Updating F5 BIG-IP credentials for a user cluster

Update the F5 BIG-IP credentials in the F5 web interface.

SSH into an admin workstation, version 1.4.1 or later.

On your admin workstation, use the following steps to update the F5 BIG-IP credentials for a user cluster.

  1. Make a copy of your user cluster configuration file. Name the copy user-f5-creds.yaml. For example:

    cp user-cluster.yaml user-f5-creds.yaml
    
  2. In user-f5-creds.yaml, update the F5 credentials. For example:

    apiVersion: v1
    kind: UserCluster
    ...
     f5BigIP:
       ...
       credentials:
         username: "new-user"
         password: "new-password"
    
  3. Update the F5 BIG-IP credentials for your user cluster::

    gkectl update credentials f5bigip --config user-f5-config.yaml \
       --kubeconfig ADMIN_CLUSTER_KUBECONFIG
    

Updating F5 BIG-IP credentials for the admin cluster

Update the F5 BIG-IP credentials in the F5 web interface.

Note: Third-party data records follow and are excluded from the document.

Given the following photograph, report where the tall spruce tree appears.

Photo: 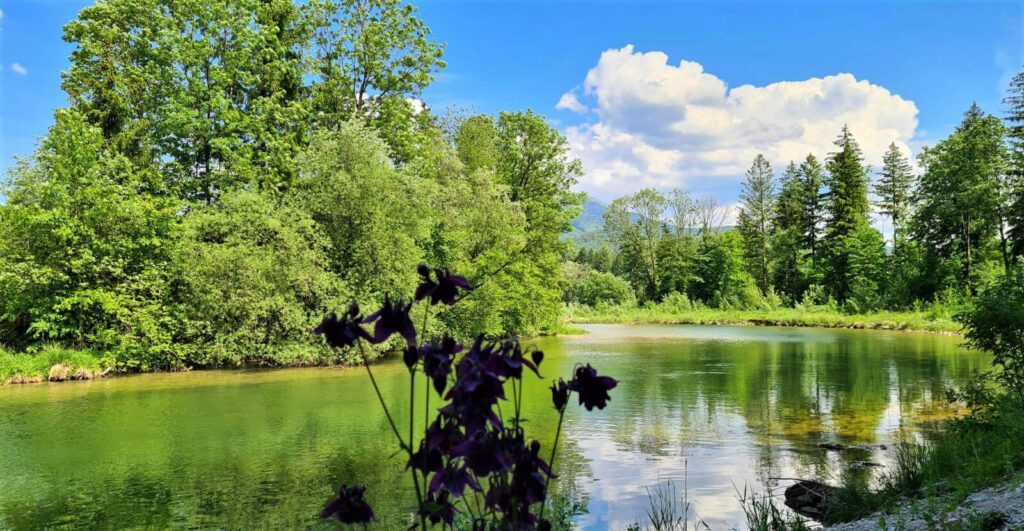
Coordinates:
[1004,72,1024,262]
[913,104,1007,291]
[824,126,870,301]
[800,154,825,264]
[874,142,913,249]
[772,162,804,300]
[738,154,775,293]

SSH into an admin workstation, version 1.4.1 or later.

On your admin workstation, use the following steps to update the F5 BIG-IP credentials for the admin cluster.

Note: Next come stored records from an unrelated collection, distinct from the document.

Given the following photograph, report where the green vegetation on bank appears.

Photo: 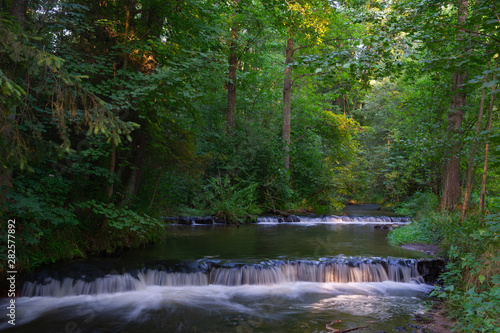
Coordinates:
[388,193,500,332]
[0,0,500,331]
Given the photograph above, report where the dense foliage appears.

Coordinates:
[0,0,500,325]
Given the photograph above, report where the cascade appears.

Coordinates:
[21,258,420,297]
[257,215,410,224]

  1. Make a copy of your admin cluster configuration file. Name the copy admin-f5-creds.yaml. For example:

    cp admin-cluster.yaml admin-f5-creds.yaml
    
  2. In admin-f5-creds.yaml, update the F5 credentials. For example:

    apiVersion: v1
    kind: AdminCluster
    ...
     f5BigIP:
       ...
       credentials:
         username: "new-user"
         password: "new-password"
    
  3. Update the F5 BIG-IP credentials for your admin cluster::

    gkectl update credentials f5bigip --config admin-f5-config.yaml \
       --kubeconfig ADMIN_CLUSTER_KUBECONFIG --admin-cluster
    

Update other credentials

To update credentials for the cloudauditlogging, usagemetering, or stackdriver components, see Rotate service account keys. For the Connect Agent Service Account key, see Rotate the Connect Agent Service Account key.